Nei giorni scorsi abbiamo irriverentemente evidenziato il comportamento medio dell’italiano di fronte al coronavirus. Abbiamo “messo alla berlina” il giovane studente che a Milano – per “indefinita” causa coronavirus – cercava una giustificazione per disdire il proprio contratto di affitto. E poi ci siamo divertiti ad ipotizzare chi, causa colpo di tosse, trova ragioni per buttare fuori dal palazzo quel condomino che gli sta tanto sulle scatole, nonché chi potrebbe trovare giustificazione per ammazzare la suocera, etc.
Ma la nostra irriverenza è stata superata dai fatti quando abbiamo letto: “arrestato per droga finge malore: sono stato a Codogno”.
Da una parte siamo contenti perché abbiamo sempre motivo di imparare da comportamenti che una volta – si diceva – erano tipici napoletani, mentre sono di fatto italiani (il nostro è un caso bergamasco)… anche se i napoletani, non si può non riconoscerlo, sono sempre i più bravi in materia.
Dall’altra – anche se noi non avevamo già dubbi prima, – prendiamo atto di quanto il fenomeno droga sia radicato nel costume, nella cultura e nei comportamenti quotidiani degli umani.
Fenomeno radicato in un contesto di illegalità. Fenomeno quindi sempre legato al malaffare, al malcostume, al pericolo, al disordine pubblico e privato, al pericolo sanitario, al sotterfugio, alla menzogna, all’incredulità.
Non sappiamo se il nostro spacciatore (o solo consumatore?) abbia voluto fare ironia e giocarsi sul ridere il fatto di essere stato beccato, ma sta di fatto che questo episodio non ci può non far sorridere, quasi come un film di Totò di altri tempi (anche se l’attore Antonio Griffo Focas Flavio Angelo Ducas Comneno Porfirogenito Gagliardi de Curtis di Bisanzio non aveva mai inserito le droghe illegali nella sua arte… ma il suo tipico “sfottò” ci sta tutto in questa vicenda).

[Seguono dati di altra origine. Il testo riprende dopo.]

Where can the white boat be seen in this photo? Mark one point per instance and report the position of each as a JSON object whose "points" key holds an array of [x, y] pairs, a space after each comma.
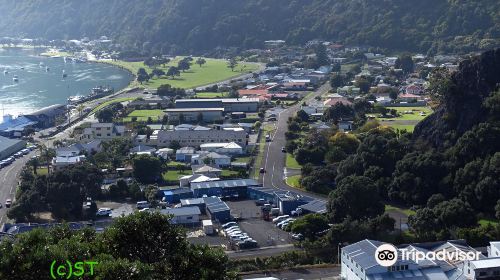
{"points": [[75, 99]]}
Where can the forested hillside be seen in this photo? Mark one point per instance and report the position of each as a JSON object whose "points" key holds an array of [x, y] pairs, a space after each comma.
{"points": [[198, 25]]}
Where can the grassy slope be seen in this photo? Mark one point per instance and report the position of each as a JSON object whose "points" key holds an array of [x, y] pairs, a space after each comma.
{"points": [[215, 70], [291, 162]]}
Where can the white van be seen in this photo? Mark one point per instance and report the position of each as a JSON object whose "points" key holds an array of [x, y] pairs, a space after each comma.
{"points": [[142, 204]]}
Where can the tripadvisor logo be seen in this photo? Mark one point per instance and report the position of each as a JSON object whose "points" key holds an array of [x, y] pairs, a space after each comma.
{"points": [[387, 255]]}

La droga illegale, i consumatori, gli spacciatori e i trafficanti fanno parte della nostra quotidianità, tant’è che entrano anche nei contesti più difficili della nostra vita sociale e civica, come quella di questo periodo di coronavirus.
Una vicenda che, oltre al sorriso irriverente, ci porta ad una riflessione: dobbiamo continuare a convivere con questa illegalità pur così radicata nella nostra quotidianità? Ne vale la pena, in genere per sostanze che non fanno male più di un bicchiere di vino (parliamo di marijuana) e che inducono la maggior parte dei consumatori (giovani anche minorenni) ad avere rapporti con l’illegalità e la malavita per procurarsela? Non ci bastano gli esempi di quei Paesi oltre l’Atlantico (Stati Usa, Canada e Uruguay) dove la legalità sta mostrando la sua grande potenzialità di debellare il malaffare?
Ok. Facciamo pure un sorriso, ma teniamo ben presente quanto possano essere semplici le soluzioni di situazioni che, invece, creano drammi e, soprattutto, alimentano la cultura dell’illegalità.